Complimentary parking is available in the Rockhill Parking Garage on levels four and five.
An internationally acclaimed scholar, PATRICK LENAGHAN received his B.A. from Columbia University and his Ph.D. from the Institute of Fine Arts, New York University. Before joining the Hispanic Society, Lenaghan worked at The Metropolitan Museum of Art, first in the Department of European Paintings and then in the Department of European Sculpture and Decorative Arts. Since 1995, he has been at The Hispanic Society of America where he has organized numerous exhibitions ranging from Baroque sculpture to Picasso’s response to Spanish literature.

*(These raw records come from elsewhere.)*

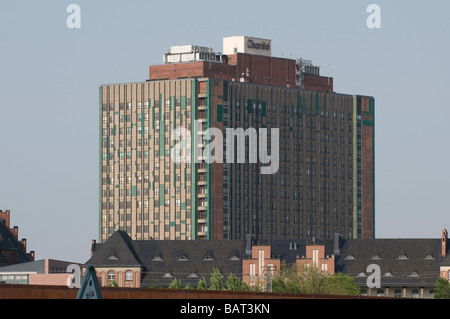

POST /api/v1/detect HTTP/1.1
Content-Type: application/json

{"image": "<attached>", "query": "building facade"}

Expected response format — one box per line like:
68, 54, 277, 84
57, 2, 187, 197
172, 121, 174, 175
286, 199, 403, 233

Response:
83, 230, 450, 299
99, 35, 375, 241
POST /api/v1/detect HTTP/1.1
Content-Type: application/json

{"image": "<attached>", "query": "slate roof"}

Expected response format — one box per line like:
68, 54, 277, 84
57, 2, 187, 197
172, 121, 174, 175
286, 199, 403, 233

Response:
0, 218, 31, 264
85, 231, 246, 287
85, 231, 450, 287
335, 239, 442, 286
253, 239, 334, 264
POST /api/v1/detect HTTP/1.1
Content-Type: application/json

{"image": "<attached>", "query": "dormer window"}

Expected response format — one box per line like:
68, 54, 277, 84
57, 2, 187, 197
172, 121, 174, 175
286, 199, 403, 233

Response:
344, 255, 356, 260
370, 255, 382, 260
177, 256, 189, 261
358, 272, 367, 277
106, 255, 119, 261
202, 256, 215, 261
152, 256, 163, 261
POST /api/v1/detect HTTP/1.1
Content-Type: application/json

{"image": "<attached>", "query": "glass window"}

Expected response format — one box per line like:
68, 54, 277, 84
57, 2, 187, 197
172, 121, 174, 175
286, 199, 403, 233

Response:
125, 270, 133, 280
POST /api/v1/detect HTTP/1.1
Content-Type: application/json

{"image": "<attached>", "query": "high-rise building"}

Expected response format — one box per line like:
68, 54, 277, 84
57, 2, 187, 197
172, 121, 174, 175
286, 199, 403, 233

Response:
99, 37, 375, 241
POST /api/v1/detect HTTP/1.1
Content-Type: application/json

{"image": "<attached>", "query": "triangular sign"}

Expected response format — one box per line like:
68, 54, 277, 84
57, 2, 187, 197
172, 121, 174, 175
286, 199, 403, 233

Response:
77, 266, 103, 299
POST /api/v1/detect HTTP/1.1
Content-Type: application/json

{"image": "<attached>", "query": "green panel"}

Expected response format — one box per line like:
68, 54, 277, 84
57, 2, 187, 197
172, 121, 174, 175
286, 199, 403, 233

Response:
98, 87, 103, 242
159, 112, 166, 156
316, 92, 320, 116
191, 79, 198, 240
206, 80, 212, 240
141, 111, 145, 137
352, 96, 358, 238
247, 100, 253, 113
369, 98, 375, 238
217, 105, 223, 123
159, 185, 165, 206
148, 100, 155, 130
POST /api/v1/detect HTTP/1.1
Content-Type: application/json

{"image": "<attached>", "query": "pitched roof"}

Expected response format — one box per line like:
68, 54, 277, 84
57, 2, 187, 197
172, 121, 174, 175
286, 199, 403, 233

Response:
335, 239, 441, 286
85, 231, 141, 267
85, 231, 246, 287
0, 218, 31, 264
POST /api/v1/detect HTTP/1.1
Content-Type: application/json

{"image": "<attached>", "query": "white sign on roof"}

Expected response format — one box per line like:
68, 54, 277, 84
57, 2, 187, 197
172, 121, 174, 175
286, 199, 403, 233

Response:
223, 36, 272, 56
77, 266, 103, 299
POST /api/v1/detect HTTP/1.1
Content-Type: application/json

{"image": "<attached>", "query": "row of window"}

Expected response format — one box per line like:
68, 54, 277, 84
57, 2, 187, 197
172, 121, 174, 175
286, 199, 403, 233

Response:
361, 289, 434, 298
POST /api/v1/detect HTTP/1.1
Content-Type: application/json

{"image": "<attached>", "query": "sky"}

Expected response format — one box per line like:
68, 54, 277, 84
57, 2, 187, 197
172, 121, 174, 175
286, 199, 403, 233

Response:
0, 0, 450, 263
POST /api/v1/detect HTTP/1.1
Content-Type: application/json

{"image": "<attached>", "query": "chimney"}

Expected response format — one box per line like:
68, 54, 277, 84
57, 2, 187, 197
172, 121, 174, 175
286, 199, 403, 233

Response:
91, 239, 97, 257
441, 229, 448, 257
20, 238, 27, 253
0, 210, 11, 228
12, 226, 19, 240
333, 233, 341, 256
245, 234, 253, 256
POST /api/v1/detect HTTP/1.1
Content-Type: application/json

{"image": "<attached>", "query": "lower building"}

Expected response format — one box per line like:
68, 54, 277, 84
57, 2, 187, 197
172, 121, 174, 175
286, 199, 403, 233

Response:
83, 230, 450, 298
0, 259, 81, 286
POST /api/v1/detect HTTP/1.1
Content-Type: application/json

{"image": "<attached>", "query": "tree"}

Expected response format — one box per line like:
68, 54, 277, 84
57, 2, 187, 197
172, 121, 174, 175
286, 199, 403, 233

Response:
227, 274, 248, 291
197, 277, 209, 290
272, 262, 360, 295
209, 268, 224, 290
169, 278, 182, 289
434, 277, 450, 299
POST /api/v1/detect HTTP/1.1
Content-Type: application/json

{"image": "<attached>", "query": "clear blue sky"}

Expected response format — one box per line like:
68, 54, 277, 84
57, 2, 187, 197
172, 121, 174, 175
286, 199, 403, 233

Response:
0, 0, 450, 262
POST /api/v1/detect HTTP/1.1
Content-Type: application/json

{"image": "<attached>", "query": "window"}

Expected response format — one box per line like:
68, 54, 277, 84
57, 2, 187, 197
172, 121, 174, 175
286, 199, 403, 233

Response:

He has also curated international exhibitions, such as Imágenes del Quijote at the Museo Nacional del Prado. In 2018, Lenaghan was named a corresponding member of the Real Academia de Sta Isabel de Hungría in Seville, delivering his discurso de ingreso on March 17, 2018.
CHRISTINE KIERIG is a Ph.D. candidate in History of Art at the University of California, Berkeley. Her dissertation, tentatively titled Moving Pictures: Murals and Mass Media by Spanish Exiles in the Americas, 1940-1955, centers the lives of two exiled Spanish modernists in the Americas — Josep Renau in Mexico and Luis Quintanilla in the United States. Specifically, she researches their mass media projects for peripheral cultural institutions — a rural luxury hotel in Cuernavaca, Mexico, a midwestern university in Kansas City, Missouri, and the burgeoning film and cinema industries, analyzing how these two artists staged their lives in exile on either side of the southern US border. Prior to beginning fieldwork in 2024, she held the position of curatorial assistant for the Achenbach Foundation for Graphic Art at the Legion of Honor Museum in San Francisco, California. Her research has been supported by the Mellon Foundation, the Henry Luce Foundation for American Art, and the Mexican government, among others.
The work of the Luis Quintanilla’s Murals Restoration Project is done in partnership with the Kansas City Monuments Coalition. KCMC is a collaborative initiative that supports preservation and commemorative organizations across the city and is funded by a generous grant from the Andrew W. Mellon Foundation.